Re: How does a SAN connect to a computer?





"Ian Boyd" <ian.borlandnews010@xxxxxxxxxxxx> wrote in message news:4884eb48$1@xxxxxxxxxxxxxxxxxxxxxxxxx
i've heard of this mythical thing called a SAN (Storage Area Network). It's not a hard drive. It's not a RAID array. It's not a fileserver on the network. It's not a fast connection to a bunch of fast hard drives.

Wikipedia says that it's a special device that appears as though it's locally attached, but really it's not:

"In computing, a storage area network (SAN) is an architecture to attach remote computer storage devices (such as disk arrays, tape libraries and optical jukeboxes) to servers in such a way that, to the operating system, the devices appear as locally attached."


They indicate that a SAN is a black-box that acts like a giant hard drive, with mirroring, failover, expandable by adding more hard drives, etc.

So if it's external to the computer, you must connect to it somehow. But if it acts like a hard-drive, it must be connected line a hard-drive.

Does a SAN connect to a pc using something like external SCSI (whether it be fibre or not), or external SATA? Does it require a custom PCI expansion card to do connection?

A raid array is a big box that has a lot of disks in it. In the enterprise configurations the box appears as a set of drives that can be configured and made available to a set of mini computers or PC's (I suppose). The problem with large RAID arrays is the disks are inexpensive, but the boxes are incredibly expensive and also they provide a single point of failure. If you're data center has an outage then your company has an outage unless you have duplicate data centers, and so the costs sky rocket.

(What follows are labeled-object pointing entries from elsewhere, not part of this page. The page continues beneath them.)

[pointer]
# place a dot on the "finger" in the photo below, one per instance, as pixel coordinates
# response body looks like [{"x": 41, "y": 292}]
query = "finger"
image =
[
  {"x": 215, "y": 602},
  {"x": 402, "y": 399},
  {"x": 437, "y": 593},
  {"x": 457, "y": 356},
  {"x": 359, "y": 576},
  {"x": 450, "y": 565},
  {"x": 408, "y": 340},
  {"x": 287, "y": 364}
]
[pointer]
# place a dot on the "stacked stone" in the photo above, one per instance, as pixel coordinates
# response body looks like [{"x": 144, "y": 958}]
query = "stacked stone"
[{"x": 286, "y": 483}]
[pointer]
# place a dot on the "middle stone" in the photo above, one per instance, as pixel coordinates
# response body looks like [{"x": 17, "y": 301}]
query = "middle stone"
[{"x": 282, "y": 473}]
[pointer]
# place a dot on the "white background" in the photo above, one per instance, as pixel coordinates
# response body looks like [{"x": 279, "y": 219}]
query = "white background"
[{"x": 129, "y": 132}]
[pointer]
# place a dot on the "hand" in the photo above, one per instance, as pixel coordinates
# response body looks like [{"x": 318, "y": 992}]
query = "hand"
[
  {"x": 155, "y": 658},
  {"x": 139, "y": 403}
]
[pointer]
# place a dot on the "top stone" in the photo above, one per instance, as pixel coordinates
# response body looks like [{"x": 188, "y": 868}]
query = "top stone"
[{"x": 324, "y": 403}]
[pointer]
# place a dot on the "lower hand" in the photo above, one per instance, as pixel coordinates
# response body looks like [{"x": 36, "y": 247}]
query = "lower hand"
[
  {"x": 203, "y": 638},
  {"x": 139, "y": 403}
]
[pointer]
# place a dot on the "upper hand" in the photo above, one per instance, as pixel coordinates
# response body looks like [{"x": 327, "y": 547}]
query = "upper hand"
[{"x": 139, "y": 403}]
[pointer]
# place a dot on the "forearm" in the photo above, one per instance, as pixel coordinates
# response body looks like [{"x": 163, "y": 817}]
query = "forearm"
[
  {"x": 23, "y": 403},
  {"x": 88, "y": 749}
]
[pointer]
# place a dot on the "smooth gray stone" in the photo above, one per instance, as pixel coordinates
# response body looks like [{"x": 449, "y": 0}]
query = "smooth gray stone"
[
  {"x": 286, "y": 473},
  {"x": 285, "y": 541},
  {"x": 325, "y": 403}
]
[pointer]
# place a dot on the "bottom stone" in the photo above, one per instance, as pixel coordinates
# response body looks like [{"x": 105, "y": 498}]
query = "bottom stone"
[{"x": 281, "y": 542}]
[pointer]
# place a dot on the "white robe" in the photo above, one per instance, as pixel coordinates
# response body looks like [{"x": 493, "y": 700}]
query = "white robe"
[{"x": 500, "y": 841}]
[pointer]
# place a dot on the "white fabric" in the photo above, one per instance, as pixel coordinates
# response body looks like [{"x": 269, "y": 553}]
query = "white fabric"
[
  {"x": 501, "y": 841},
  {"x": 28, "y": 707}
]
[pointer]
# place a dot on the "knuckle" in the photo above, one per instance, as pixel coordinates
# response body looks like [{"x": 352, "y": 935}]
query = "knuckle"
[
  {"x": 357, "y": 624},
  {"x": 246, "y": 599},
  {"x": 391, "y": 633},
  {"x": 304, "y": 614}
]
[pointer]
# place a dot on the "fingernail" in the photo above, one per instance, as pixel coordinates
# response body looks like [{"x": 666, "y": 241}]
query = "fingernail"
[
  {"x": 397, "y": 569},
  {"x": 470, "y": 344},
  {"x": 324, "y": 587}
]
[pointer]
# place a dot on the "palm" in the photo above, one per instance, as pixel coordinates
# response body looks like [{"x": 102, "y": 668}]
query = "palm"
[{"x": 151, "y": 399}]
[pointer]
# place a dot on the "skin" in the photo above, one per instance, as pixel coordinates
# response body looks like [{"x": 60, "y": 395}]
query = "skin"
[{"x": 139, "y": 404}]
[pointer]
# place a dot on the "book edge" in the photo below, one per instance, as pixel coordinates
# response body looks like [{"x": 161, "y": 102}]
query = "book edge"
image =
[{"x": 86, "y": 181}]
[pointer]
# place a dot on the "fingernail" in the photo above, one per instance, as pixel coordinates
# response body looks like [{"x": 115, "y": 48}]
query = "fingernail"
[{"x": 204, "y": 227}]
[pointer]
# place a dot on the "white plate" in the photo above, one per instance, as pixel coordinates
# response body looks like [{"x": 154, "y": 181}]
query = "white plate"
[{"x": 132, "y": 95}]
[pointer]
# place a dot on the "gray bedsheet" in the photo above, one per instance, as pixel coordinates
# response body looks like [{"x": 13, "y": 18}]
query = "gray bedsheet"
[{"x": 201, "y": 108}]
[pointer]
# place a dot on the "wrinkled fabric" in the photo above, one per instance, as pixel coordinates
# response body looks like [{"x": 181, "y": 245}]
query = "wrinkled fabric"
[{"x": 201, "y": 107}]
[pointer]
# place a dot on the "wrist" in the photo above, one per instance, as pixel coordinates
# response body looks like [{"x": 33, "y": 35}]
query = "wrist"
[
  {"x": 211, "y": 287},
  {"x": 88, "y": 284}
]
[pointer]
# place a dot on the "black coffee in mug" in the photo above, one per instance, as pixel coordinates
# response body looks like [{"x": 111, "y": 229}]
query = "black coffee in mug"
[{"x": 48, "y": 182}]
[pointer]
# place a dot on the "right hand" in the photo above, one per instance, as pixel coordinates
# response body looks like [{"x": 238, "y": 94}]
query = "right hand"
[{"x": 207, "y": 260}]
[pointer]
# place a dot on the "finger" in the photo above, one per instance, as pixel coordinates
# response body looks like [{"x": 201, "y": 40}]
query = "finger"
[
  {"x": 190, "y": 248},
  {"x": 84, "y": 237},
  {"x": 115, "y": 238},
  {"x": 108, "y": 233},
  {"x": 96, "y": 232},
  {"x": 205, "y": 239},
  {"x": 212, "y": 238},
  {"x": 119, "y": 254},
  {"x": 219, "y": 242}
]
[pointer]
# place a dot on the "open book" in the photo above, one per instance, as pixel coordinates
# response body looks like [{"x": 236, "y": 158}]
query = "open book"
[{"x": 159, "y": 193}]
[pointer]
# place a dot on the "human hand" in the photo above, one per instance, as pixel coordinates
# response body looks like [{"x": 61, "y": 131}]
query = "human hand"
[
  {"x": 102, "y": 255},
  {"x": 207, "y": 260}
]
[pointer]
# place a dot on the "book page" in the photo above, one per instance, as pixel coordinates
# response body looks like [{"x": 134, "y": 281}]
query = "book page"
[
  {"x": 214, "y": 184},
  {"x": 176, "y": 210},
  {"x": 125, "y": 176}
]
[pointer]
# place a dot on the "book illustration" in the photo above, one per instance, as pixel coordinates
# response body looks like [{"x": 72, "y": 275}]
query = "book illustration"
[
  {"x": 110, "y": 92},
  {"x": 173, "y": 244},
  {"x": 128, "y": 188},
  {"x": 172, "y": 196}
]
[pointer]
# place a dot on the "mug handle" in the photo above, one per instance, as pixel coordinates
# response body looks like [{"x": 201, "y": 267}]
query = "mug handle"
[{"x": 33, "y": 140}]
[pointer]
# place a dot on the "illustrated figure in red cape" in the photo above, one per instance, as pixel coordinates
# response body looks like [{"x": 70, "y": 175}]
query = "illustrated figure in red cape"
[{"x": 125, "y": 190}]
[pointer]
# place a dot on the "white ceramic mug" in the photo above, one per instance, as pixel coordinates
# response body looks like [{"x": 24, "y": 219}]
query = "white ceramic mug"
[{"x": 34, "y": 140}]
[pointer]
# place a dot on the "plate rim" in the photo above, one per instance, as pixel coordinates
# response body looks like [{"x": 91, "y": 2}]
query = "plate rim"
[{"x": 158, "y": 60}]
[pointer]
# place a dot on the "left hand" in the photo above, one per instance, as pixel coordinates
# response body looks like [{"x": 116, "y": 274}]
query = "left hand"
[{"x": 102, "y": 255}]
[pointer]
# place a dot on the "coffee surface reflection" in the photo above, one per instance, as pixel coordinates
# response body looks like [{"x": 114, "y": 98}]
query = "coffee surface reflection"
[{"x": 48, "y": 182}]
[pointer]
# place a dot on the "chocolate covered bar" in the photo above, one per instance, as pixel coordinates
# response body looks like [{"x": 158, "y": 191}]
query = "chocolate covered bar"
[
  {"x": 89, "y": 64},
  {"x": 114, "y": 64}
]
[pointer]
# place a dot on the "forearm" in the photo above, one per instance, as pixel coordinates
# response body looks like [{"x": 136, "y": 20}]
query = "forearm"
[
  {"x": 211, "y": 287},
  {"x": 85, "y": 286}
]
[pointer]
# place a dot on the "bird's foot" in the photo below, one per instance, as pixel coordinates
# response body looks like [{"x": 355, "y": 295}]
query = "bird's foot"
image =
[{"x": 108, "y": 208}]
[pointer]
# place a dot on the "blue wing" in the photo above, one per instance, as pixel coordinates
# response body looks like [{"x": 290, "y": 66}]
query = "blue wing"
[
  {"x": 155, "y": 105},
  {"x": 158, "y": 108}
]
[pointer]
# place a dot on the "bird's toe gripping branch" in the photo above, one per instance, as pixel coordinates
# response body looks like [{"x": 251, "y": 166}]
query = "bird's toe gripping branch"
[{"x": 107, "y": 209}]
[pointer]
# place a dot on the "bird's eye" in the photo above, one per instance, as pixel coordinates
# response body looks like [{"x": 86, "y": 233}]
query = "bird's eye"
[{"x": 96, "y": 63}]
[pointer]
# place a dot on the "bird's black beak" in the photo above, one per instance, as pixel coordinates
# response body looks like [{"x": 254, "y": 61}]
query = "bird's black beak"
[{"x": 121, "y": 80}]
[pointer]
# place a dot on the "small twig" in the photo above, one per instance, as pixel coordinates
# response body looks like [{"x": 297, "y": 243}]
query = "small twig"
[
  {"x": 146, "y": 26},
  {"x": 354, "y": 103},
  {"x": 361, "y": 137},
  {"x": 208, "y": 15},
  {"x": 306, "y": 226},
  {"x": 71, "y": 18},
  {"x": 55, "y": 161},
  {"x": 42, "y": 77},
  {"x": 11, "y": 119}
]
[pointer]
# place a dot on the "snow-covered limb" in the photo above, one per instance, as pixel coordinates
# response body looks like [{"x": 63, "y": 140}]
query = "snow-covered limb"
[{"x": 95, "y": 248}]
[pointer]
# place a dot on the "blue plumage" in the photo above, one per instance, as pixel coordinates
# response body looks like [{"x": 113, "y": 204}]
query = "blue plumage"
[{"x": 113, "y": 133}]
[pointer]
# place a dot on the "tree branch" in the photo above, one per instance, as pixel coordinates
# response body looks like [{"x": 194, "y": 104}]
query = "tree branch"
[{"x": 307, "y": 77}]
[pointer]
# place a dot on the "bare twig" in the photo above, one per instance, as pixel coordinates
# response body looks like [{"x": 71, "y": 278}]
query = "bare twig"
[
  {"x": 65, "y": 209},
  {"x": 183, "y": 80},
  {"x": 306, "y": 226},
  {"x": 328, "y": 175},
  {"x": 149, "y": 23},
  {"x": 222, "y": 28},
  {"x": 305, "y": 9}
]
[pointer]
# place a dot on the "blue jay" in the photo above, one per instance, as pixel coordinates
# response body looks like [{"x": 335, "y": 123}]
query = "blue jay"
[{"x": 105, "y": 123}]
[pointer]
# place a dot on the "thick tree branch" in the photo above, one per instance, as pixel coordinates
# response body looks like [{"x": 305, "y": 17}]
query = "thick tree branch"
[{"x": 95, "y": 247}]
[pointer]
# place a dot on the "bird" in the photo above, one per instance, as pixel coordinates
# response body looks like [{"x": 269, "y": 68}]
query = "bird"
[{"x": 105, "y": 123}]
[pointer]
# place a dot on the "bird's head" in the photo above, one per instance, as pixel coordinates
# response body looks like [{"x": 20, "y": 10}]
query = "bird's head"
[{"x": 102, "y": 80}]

The idea with SAN, as far as I understand it, is that the box is removed from the equation. You end up with a bunch of disks in boxes anywhere in the network that you can attach to. How you attach to the drives and the protocols and so on depend on the implementation. The management software for this has to be fairly sophisticated as you can imagine. In a large enterprise it is conceivable that many raid arrays could be a part of your SAN, and likewise your SAN could consist of boxes with sata drives spread around the building/enterprise or any mix of these. It removes the single point of failure but trades it for increased management costs and network infrastructure.